Let a polynomial $f$ be in $\mathbb{Z}[x]$. Assume that for every $n \in \mathbb{N}$ $f(x)=n$ has at least one integer solution. Than prove that $$f(x) = \pm x + c$$ I really don't know to start. Thanks in advance!
Asked
Active
Viewed 86 times
3
-
4Try and prove that with $n$ outside of a range like $[M,-M]$ for some suitable (large) $M$ the values of $f$ are constrained to be in a set that excludes more than $2M+1$ integers. That is, unless A) $f$ is linear, and B) has leading coefficient $\pm1$. – Jyrki Lahtonen Aug 30 '19 at 19:35
-
Thanks for the input. Anyway, I was looking for a more conceptual-algebraic way to solve it, if possible. I remember that I saw this problem solved in an elegant way, a long time ago, but unfortunately I can't recall the proof! – astrobarrel Aug 30 '19 at 19:40
-
2For $x$ large enough, $f$ is strictly increasing or decreasing. Furthermore, $f(x + 1) - f(x)$ is larger than $1$ unless $f$ fits the expression you have. – Ayman Hourieh Aug 30 '19 at 19:49
-
2I had a recollection that the same question has been handled (hence no answer from me). Indeed, here is one. For better or for worse, the answer/comment there are along the lines of my suggestion. In order not to have this closed as a duplicate may be you need to specify better, what kind of a solution you are looking for? – Jyrki Lahtonen Aug 30 '19 at 19:49
-
A solution that is not "analytic" but instead uses something algebraic like divisors, roots... – astrobarrel Aug 30 '19 at 19:52
-
I take it that excludes the first derivative test? That's all you need to develop my comment to a full answer. – Ayman Hourieh Aug 30 '19 at 19:53
-
The derivative test is ok as long as you use it for its scope, that is, proving or disproving that you have a multiple root, i guess. I know that what i'm asking is really vague, but i wanted to see if someone knew that proof. It should not be really difficult as I saw it in my second year as an undergraduate. – astrobarrel Aug 30 '19 at 19:57
-
Possible duplicate of Surjective Linear Integer Polynomial. – Dietrich Burde Aug 30 '19 at 20:11
1 Answers
6
Let $f(x)=a_0+a_1x+...+a_kx^k$ where we shall assume that $a_k\ne0$ and $k>1$.

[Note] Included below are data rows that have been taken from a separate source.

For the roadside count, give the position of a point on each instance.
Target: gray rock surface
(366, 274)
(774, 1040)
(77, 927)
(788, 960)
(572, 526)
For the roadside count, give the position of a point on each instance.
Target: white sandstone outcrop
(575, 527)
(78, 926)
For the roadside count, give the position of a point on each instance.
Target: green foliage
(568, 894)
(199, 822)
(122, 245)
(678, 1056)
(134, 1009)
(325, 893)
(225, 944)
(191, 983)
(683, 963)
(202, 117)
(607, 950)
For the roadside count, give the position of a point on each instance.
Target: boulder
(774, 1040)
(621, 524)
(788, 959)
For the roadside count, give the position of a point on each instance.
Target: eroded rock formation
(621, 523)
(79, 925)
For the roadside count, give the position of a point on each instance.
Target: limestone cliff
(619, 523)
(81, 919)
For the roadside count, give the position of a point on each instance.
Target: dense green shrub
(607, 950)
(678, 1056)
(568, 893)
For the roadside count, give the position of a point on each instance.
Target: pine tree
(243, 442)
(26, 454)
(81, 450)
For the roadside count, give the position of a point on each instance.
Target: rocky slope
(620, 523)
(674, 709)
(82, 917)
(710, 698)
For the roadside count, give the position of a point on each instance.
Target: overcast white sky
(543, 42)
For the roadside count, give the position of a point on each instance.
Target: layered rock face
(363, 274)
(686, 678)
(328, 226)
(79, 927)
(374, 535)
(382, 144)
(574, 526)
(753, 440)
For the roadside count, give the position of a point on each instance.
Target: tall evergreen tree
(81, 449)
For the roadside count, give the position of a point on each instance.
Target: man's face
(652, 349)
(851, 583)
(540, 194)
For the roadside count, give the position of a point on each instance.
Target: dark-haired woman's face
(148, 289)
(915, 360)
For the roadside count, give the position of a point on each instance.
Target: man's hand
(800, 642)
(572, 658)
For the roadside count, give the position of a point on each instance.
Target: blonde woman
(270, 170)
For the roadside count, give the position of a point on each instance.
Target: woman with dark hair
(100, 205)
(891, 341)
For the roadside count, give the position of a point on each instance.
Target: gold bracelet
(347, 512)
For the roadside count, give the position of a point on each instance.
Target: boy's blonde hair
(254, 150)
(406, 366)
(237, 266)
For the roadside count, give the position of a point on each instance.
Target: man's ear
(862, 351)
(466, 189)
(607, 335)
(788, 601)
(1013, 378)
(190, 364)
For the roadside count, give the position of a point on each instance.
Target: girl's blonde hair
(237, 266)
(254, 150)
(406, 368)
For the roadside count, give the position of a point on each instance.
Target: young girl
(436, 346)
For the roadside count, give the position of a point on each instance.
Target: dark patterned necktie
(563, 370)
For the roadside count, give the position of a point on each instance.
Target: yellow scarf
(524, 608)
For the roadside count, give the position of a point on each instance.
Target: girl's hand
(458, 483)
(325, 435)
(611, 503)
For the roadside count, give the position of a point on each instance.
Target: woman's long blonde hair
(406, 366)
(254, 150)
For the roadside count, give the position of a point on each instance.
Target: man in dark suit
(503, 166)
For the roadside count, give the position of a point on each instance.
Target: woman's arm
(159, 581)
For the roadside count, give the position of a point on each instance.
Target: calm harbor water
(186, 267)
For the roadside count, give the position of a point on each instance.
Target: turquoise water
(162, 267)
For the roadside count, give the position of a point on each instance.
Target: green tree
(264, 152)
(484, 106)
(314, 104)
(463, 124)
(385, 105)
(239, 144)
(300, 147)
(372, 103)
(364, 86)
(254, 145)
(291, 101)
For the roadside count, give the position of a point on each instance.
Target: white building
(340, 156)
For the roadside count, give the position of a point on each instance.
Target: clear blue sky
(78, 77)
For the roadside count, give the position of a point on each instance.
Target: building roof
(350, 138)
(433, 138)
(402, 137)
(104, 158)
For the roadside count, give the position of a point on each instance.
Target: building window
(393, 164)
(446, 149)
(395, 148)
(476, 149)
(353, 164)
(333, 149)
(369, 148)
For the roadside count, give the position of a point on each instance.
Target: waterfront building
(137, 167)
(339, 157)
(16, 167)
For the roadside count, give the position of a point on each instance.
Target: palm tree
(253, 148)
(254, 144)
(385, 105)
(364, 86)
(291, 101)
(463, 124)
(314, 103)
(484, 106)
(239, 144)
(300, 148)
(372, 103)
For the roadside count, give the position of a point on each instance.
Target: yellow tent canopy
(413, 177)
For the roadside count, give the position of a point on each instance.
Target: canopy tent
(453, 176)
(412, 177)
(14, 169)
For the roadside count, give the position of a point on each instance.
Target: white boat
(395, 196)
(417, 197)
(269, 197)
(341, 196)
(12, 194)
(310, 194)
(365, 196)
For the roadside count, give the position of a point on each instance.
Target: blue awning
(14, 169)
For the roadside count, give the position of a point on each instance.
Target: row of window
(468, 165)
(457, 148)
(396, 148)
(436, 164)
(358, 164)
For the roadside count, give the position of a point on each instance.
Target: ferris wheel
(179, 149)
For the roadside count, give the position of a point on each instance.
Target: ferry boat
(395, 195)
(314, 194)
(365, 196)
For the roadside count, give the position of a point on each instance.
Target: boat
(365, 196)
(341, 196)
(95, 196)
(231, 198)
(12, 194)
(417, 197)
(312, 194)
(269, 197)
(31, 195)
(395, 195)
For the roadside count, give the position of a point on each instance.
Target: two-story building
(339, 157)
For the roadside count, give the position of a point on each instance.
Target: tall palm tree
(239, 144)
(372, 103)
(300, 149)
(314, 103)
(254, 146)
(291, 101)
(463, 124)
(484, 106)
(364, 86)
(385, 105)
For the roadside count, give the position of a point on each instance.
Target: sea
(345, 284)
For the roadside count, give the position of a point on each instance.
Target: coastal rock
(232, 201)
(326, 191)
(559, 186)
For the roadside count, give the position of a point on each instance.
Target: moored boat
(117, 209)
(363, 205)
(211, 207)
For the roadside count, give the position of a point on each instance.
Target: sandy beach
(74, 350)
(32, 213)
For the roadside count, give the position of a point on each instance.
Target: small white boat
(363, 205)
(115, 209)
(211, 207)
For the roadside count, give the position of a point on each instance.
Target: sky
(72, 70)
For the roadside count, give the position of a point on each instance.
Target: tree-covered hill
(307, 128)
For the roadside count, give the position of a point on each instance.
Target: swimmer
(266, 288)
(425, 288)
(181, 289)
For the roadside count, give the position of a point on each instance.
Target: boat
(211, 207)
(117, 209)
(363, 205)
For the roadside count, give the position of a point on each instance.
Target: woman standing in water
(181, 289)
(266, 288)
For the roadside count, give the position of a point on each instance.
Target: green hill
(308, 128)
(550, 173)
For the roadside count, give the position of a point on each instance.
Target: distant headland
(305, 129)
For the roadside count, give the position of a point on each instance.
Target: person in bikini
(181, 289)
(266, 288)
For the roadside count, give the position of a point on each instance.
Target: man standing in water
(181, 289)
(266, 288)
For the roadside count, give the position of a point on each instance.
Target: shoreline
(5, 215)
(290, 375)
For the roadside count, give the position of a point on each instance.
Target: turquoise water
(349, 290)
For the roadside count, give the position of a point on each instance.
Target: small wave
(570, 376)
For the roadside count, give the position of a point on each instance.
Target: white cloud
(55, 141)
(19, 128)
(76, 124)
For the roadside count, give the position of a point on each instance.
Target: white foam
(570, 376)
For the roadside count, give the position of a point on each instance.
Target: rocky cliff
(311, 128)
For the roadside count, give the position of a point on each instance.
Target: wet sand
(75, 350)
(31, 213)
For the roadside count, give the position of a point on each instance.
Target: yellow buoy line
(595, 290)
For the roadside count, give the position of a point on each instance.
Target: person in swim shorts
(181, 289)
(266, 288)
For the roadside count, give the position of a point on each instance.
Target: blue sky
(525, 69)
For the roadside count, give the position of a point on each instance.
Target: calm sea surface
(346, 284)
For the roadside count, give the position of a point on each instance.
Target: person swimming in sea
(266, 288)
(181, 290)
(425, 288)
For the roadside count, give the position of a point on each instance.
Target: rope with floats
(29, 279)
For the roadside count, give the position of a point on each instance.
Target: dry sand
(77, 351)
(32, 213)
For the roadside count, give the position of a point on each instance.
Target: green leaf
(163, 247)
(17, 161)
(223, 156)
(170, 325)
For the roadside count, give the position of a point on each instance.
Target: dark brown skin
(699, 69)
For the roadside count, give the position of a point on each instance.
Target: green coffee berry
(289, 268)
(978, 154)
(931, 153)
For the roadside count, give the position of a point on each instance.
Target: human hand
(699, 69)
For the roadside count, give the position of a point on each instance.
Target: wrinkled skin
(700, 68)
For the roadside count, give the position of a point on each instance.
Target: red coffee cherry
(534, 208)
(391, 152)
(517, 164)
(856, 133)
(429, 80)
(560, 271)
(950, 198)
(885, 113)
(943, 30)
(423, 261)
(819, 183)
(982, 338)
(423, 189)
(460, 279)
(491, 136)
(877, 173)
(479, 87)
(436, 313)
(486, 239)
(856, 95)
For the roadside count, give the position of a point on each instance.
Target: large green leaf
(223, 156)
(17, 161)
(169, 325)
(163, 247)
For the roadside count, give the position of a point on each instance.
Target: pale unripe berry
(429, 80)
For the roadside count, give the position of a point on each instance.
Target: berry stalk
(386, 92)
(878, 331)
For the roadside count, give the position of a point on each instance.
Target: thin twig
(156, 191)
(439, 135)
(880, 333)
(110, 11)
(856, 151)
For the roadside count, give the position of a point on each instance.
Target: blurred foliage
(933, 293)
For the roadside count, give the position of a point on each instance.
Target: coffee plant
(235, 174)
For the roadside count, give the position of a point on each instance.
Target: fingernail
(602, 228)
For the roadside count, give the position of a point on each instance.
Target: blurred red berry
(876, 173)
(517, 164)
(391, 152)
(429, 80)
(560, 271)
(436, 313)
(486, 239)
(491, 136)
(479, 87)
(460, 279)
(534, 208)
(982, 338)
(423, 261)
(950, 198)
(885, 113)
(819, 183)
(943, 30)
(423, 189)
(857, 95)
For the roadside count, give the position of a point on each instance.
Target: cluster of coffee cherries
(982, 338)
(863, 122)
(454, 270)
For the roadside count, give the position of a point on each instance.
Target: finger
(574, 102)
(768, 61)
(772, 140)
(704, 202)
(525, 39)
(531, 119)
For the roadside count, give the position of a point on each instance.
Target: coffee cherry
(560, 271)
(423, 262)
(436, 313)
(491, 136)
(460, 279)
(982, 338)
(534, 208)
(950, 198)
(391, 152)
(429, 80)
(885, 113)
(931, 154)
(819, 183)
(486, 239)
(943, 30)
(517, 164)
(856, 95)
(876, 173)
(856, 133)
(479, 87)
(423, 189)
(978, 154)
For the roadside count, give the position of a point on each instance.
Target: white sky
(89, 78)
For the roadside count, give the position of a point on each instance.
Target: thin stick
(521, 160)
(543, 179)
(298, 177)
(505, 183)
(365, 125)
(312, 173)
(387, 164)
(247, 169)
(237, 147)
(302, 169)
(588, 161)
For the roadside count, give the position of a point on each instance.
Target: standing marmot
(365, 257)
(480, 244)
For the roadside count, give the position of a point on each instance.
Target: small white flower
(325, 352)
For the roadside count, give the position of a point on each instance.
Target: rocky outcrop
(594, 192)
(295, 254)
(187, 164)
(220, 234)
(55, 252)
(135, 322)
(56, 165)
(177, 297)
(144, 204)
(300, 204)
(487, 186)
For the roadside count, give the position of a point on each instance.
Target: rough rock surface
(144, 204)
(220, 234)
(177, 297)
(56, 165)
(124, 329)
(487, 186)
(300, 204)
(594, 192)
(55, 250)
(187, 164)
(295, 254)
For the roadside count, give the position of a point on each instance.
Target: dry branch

Let $p$ be a prime greater than $1+|a_1|+|a_2|+...|a_k|$ and suppose that $t$ is an integer solution of $f(x)=a_0+p$.
Then $t(a_1+a_2t+ ...+a_kt^{k-1})=p$ and so $t$ is one of $-1,1,-p,p$.
If $t$ is $-1$ or $1$, then $|a_1|+|a_2|+...|a_k|\ge p$, a contradiction.
So suppose that $t$ is $-p$ or $p$. Then $$|a_k|p^{k-1}\le (1+|a_1|+|a_2|+...|a_{k-1}|)p^{k-2}$$ and so $$p\le (1+|a_1|+|a_2|+...|a_{k-1}|),$$ another contradiction.
Therefore $k$ must be $1$ and, for $t$ is an integer solution of $f(x)=a_0+p$, we have to solve $a_1t=p$. Then $a_1$ is a factor of all possible $p$ and so $a_1$ is $1$ or $-1$, as required.